À medida que íamos andando pelas ruas ela ia-nos explicando os problemas que existiam com a câmara; o clássico: o conluio do poder local com alguns interesses imobiliários e outros sectores, o favorecimento de projectos megalómanos, o desrespeito pelas pessoas, património e instituições populares. Mostrou-nos, a título de exemplo; uma desenquadrada passadeira rolante que subia duas ruas (de ligeira inclinação) para ligar dois museus e apontou-nos outras ruas habitadas por idosos e bastante íngremes, onde as referidas passadeiras faziam mais falta. Vimos também uma micro-manifestação de trabalhadores do “Ayuntamiento”, uma coisa estranha: eram 6 ou 7 pessoas atrás de um pano e aos gritos em frente à Câmara. Passámos também por alguns pontos de interesse turístico. Observámos com estranheza dois blocos enormes de pedra que, segundo a nossa cicerone, serviam para prender touros (pelo menos foi o que entendi). Mais adiante vimos uma estátua em bronze de um sujeito muito cómico, cujo nome não me lembro apesar de A2 o ter referido várias vezes. Essa figura é um tipo de Gasteiz que, todos os anos desce “dos céus” com um chapéu de chuva: uma espécie de Mary Poppins homem, artificial e basca. Passámos também por duas casas ocupadas e visitámos uma (ver foto). Essa que visitámos está ocupada há 19 anos. Funciona numa espécie de auto-gestão permanente, com um conselho de todos os participantes e organizam eventos vários para além da gestão corrente. Em Euskal Herria há muitas casas ocupadas, com mais ou menos longevidade. A2 espantou-se quando lhe disse que em Portugal se contam pelos dedos de uma mão (isto, claro, se não nos referirmos às casas ocupadas para habitação durante o PREC).
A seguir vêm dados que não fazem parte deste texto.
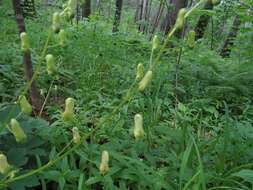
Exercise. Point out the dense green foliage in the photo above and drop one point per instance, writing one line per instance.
(198, 134)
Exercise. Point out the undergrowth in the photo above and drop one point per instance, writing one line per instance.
(198, 135)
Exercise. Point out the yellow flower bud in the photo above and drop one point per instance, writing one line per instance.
(191, 39)
(180, 18)
(215, 2)
(24, 42)
(104, 165)
(25, 105)
(140, 71)
(56, 22)
(76, 135)
(68, 114)
(138, 126)
(17, 131)
(4, 165)
(155, 43)
(145, 80)
(62, 37)
(51, 68)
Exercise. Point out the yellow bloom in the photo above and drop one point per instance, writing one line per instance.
(68, 114)
(145, 81)
(138, 126)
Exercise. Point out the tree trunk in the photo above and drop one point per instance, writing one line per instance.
(34, 95)
(138, 11)
(229, 41)
(203, 22)
(86, 9)
(171, 16)
(116, 23)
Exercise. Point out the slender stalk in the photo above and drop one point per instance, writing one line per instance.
(46, 99)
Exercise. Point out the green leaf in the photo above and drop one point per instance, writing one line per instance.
(93, 180)
(245, 174)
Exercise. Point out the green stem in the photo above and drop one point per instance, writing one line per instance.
(46, 99)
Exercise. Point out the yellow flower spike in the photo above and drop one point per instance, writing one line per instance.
(155, 43)
(4, 165)
(191, 39)
(76, 135)
(56, 22)
(180, 18)
(139, 71)
(145, 80)
(51, 68)
(25, 106)
(68, 114)
(138, 126)
(17, 131)
(104, 165)
(62, 37)
(24, 42)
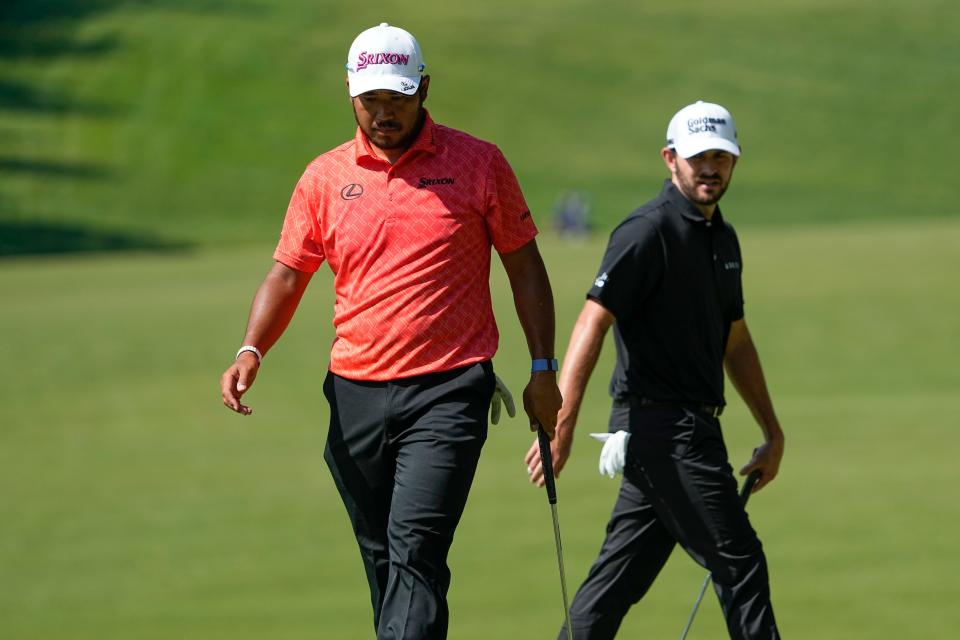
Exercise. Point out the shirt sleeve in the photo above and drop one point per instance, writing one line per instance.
(738, 302)
(301, 242)
(631, 268)
(508, 218)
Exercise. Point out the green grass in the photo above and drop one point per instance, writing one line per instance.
(135, 505)
(191, 121)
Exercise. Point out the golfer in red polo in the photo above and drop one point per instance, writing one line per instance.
(405, 214)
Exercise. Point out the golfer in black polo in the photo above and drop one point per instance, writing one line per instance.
(670, 286)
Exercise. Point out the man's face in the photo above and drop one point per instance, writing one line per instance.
(388, 118)
(703, 178)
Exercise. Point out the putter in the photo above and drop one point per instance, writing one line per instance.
(744, 496)
(546, 460)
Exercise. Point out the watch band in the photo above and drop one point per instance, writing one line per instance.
(252, 349)
(544, 364)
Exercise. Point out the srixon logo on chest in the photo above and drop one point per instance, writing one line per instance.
(429, 182)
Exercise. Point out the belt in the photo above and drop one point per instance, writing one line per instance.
(712, 410)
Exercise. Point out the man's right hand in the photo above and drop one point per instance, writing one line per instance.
(560, 448)
(236, 380)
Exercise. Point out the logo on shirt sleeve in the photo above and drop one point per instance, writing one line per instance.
(430, 182)
(351, 191)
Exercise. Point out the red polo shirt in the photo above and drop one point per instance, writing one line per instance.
(409, 246)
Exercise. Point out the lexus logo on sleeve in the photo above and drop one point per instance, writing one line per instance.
(351, 192)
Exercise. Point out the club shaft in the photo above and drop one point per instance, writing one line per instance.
(546, 461)
(744, 496)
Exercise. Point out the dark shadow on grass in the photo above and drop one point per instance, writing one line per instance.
(51, 169)
(18, 96)
(47, 238)
(41, 31)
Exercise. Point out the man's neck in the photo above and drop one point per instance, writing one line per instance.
(706, 210)
(392, 155)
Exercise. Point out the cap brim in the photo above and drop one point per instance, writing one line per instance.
(363, 82)
(689, 148)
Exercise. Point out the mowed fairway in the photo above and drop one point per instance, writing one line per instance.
(135, 506)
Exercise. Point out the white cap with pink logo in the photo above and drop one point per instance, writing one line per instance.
(384, 57)
(702, 126)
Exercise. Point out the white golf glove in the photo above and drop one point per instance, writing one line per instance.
(613, 456)
(501, 394)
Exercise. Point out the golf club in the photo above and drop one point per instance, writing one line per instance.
(744, 496)
(546, 460)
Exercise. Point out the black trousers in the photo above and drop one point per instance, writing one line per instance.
(678, 487)
(403, 455)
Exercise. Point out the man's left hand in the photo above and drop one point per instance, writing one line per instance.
(766, 459)
(542, 401)
(501, 395)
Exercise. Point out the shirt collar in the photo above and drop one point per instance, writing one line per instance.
(687, 209)
(425, 141)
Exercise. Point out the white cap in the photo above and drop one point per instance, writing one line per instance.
(701, 126)
(384, 57)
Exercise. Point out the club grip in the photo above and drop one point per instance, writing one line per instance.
(546, 460)
(748, 484)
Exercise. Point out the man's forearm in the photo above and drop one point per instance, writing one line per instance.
(583, 352)
(533, 299)
(274, 305)
(743, 367)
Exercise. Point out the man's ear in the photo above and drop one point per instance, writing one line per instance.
(669, 158)
(424, 88)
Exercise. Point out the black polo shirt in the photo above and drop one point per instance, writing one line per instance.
(672, 279)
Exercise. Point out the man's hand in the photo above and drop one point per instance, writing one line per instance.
(236, 380)
(542, 401)
(766, 459)
(613, 456)
(501, 395)
(560, 448)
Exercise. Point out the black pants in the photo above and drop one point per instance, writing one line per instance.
(403, 455)
(678, 487)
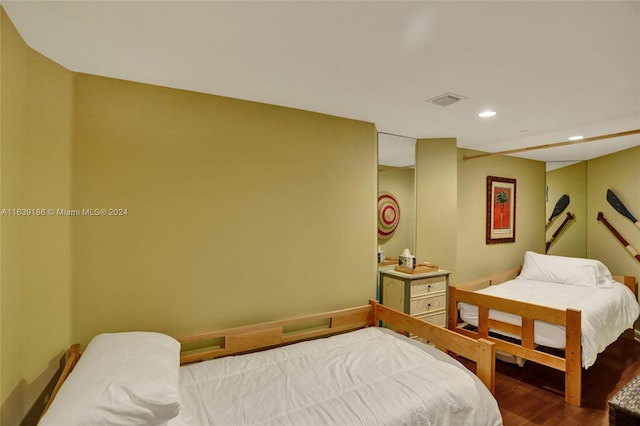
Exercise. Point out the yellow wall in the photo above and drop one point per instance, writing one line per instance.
(618, 172)
(236, 211)
(572, 240)
(36, 250)
(475, 257)
(400, 183)
(436, 202)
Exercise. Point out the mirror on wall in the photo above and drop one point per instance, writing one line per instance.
(396, 194)
(566, 206)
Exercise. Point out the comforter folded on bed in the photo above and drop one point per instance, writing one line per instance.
(366, 377)
(606, 312)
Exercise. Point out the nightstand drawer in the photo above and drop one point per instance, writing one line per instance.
(428, 285)
(438, 318)
(424, 304)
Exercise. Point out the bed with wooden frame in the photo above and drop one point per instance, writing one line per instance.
(524, 347)
(275, 334)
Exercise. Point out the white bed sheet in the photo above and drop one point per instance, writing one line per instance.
(606, 312)
(369, 377)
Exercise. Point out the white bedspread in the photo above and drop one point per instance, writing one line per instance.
(606, 312)
(366, 377)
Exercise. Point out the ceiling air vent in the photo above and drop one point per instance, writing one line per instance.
(446, 99)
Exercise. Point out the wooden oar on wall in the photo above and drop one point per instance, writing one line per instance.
(554, 145)
(624, 242)
(559, 230)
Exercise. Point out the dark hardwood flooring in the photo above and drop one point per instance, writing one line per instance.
(534, 394)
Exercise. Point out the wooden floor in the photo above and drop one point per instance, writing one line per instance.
(534, 394)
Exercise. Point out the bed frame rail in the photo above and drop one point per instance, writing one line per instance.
(571, 364)
(261, 336)
(277, 333)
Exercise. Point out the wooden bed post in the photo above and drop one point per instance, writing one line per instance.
(452, 320)
(486, 364)
(573, 358)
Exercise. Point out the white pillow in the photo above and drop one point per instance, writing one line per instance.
(565, 270)
(121, 379)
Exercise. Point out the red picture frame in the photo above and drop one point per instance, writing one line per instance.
(501, 210)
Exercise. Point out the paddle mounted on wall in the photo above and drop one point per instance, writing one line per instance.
(624, 242)
(615, 202)
(565, 222)
(561, 204)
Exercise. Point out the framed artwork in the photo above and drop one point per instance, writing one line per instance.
(501, 210)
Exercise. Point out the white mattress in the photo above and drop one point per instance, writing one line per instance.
(606, 312)
(370, 376)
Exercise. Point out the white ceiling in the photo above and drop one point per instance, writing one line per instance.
(550, 69)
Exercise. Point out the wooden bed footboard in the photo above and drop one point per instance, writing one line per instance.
(570, 319)
(277, 333)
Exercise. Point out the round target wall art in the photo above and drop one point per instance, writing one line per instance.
(388, 215)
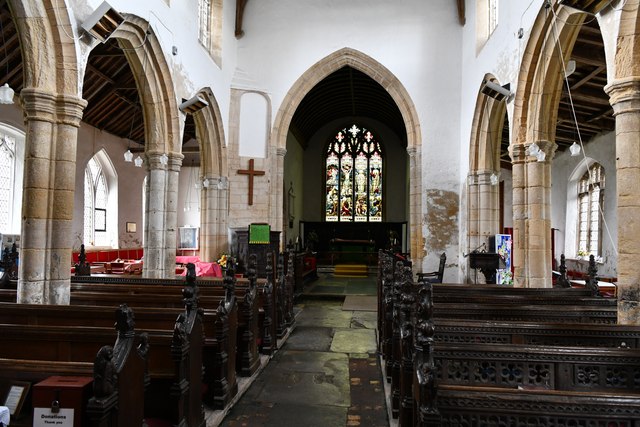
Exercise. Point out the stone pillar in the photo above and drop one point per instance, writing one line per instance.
(625, 99)
(278, 215)
(484, 210)
(161, 203)
(47, 206)
(532, 219)
(415, 236)
(473, 227)
(519, 215)
(213, 219)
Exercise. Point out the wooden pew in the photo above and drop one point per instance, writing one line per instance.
(119, 381)
(175, 362)
(522, 357)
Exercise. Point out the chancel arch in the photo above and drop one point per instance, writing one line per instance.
(48, 86)
(624, 92)
(213, 176)
(538, 96)
(162, 143)
(483, 181)
(345, 59)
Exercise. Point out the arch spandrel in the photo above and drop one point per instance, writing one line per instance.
(155, 86)
(542, 74)
(628, 43)
(210, 135)
(49, 54)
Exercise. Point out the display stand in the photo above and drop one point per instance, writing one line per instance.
(487, 263)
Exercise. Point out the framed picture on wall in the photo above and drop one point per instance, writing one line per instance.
(189, 237)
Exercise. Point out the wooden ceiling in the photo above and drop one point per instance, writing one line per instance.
(344, 94)
(584, 90)
(114, 101)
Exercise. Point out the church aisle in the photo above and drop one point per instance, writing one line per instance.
(326, 374)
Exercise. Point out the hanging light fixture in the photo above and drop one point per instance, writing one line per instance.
(574, 149)
(6, 93)
(128, 156)
(494, 179)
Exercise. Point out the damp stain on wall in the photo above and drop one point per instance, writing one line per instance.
(441, 219)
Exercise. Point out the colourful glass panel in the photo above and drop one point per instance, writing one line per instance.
(331, 188)
(375, 187)
(346, 188)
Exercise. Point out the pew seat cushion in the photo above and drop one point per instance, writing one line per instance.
(157, 422)
(4, 416)
(206, 269)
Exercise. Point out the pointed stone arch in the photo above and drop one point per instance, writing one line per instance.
(163, 144)
(382, 75)
(484, 160)
(624, 94)
(535, 114)
(213, 171)
(52, 109)
(153, 78)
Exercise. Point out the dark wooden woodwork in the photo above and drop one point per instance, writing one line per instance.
(251, 173)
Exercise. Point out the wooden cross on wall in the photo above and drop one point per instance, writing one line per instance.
(251, 173)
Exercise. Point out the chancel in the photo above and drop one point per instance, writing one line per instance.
(295, 178)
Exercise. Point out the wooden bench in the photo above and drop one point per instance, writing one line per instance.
(119, 382)
(435, 352)
(175, 362)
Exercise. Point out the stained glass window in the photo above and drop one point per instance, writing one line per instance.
(7, 173)
(95, 205)
(353, 178)
(590, 198)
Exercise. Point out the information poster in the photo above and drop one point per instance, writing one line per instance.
(503, 248)
(44, 417)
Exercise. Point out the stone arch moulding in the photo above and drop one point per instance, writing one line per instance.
(156, 88)
(483, 209)
(211, 137)
(535, 114)
(49, 55)
(383, 76)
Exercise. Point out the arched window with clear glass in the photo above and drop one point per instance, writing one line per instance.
(590, 199)
(353, 176)
(100, 202)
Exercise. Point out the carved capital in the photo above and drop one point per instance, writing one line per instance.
(38, 105)
(624, 95)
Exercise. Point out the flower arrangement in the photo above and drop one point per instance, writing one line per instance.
(222, 260)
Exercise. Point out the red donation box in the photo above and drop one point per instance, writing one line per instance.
(60, 401)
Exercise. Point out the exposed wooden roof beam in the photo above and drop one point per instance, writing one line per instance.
(240, 5)
(462, 18)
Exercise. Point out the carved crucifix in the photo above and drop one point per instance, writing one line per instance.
(251, 173)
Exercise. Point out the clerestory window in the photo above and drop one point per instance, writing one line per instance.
(353, 171)
(590, 201)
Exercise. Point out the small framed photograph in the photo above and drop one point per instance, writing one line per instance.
(16, 395)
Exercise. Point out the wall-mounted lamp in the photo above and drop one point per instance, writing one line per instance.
(103, 22)
(574, 149)
(592, 7)
(497, 92)
(193, 105)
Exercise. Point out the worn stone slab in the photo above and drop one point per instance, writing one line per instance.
(354, 341)
(310, 338)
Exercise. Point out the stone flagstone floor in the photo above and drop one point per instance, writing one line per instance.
(327, 373)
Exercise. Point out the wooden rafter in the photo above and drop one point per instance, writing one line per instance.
(462, 18)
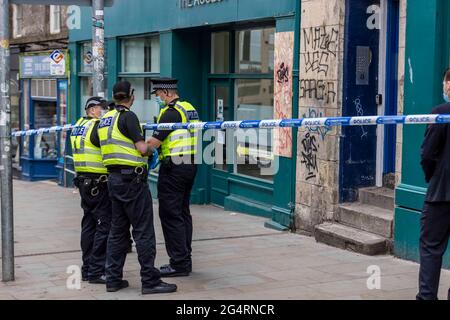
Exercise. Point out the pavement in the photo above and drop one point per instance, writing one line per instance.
(234, 258)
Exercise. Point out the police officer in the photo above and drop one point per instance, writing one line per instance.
(91, 180)
(125, 154)
(176, 176)
(435, 219)
(112, 106)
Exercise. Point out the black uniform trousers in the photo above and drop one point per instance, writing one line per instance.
(175, 184)
(95, 226)
(131, 204)
(434, 236)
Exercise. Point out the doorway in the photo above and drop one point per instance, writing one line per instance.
(370, 88)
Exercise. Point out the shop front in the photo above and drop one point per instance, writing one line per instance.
(234, 60)
(44, 83)
(427, 39)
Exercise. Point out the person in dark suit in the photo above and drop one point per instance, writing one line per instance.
(435, 220)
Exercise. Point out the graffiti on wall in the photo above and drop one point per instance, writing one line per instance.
(284, 58)
(310, 149)
(319, 57)
(321, 130)
(320, 46)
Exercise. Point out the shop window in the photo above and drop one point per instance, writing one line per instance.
(145, 107)
(87, 65)
(43, 88)
(55, 19)
(17, 21)
(26, 117)
(255, 50)
(220, 52)
(254, 100)
(141, 55)
(45, 117)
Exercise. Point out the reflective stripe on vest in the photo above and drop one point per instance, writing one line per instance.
(116, 148)
(86, 156)
(181, 141)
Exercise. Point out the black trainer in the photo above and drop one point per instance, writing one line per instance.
(100, 280)
(167, 271)
(162, 287)
(124, 284)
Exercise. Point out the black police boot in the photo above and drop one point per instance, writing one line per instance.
(99, 280)
(162, 287)
(124, 284)
(167, 271)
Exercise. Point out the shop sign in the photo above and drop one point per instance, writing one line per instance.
(43, 65)
(187, 4)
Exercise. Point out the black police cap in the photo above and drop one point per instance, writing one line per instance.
(164, 84)
(95, 101)
(122, 88)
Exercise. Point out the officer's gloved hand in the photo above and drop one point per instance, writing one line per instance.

Já na volta, e antes de entrarmos no nosso quartel-general, enfiámo-nos numa espécie de claustro adjacente à Catedral gótica de Santa Maria (ver foto), onde decorrem trabalhos de arqueologia. As escavações revelaram vestígios do período paleo-cristão e das invasões bárbaras. Depois de muito teorizarmos acerca das taras dos arqueólogos e de não chegarmos a conclusão nenhuma demos por concluído o passeio.
1 comentário:
Alguns acrescentos:
1. A m. tem medo de gatos.
2. os gatos magoavam mesmo.
3. obvio que o m. parecesse maior, e não é por em Portugal não lhe darmos comida. É mesmo porque lá estão SEMPRE a comer. E porque cá ele é vegetariano e isso.
4. a referir que da ‘livraria alternativa’ saíram caixas e caixas de morcelas (nunca tinha visto tanta morcela’
5. a referir que o ‘bar privado’ tinha umas placas a dizer ‘falta’ e não sei que mais e autocolante do 25 de Abril!
6. outra semelhança apontada entre portugueses e bascos (para além do bacalhau, que nunca comi, em Portugal, em tanta refeição seguida): o ódio aos espanhóis (espanholistas, para soar melhor.)
7. a ‘manifestação’ fez-me ver que o nosso movimento sindical está realmente muito mais forte que o deles…
8. Mary Poppins artificial e basca… e uma que não seja artificial, ah?
9. São quase 4 da manhã, já matei o Aquiles e o Ulisses vive, agora, uma velhice feliz. Espero para ler e corrigir gralhas de uma teoria sobre a tragicidade de S.Bernardo do Graciliano Ramos. Acrescentar coisas ao teu post foi um prazer.
Viva Euskal Herria, livre e independente!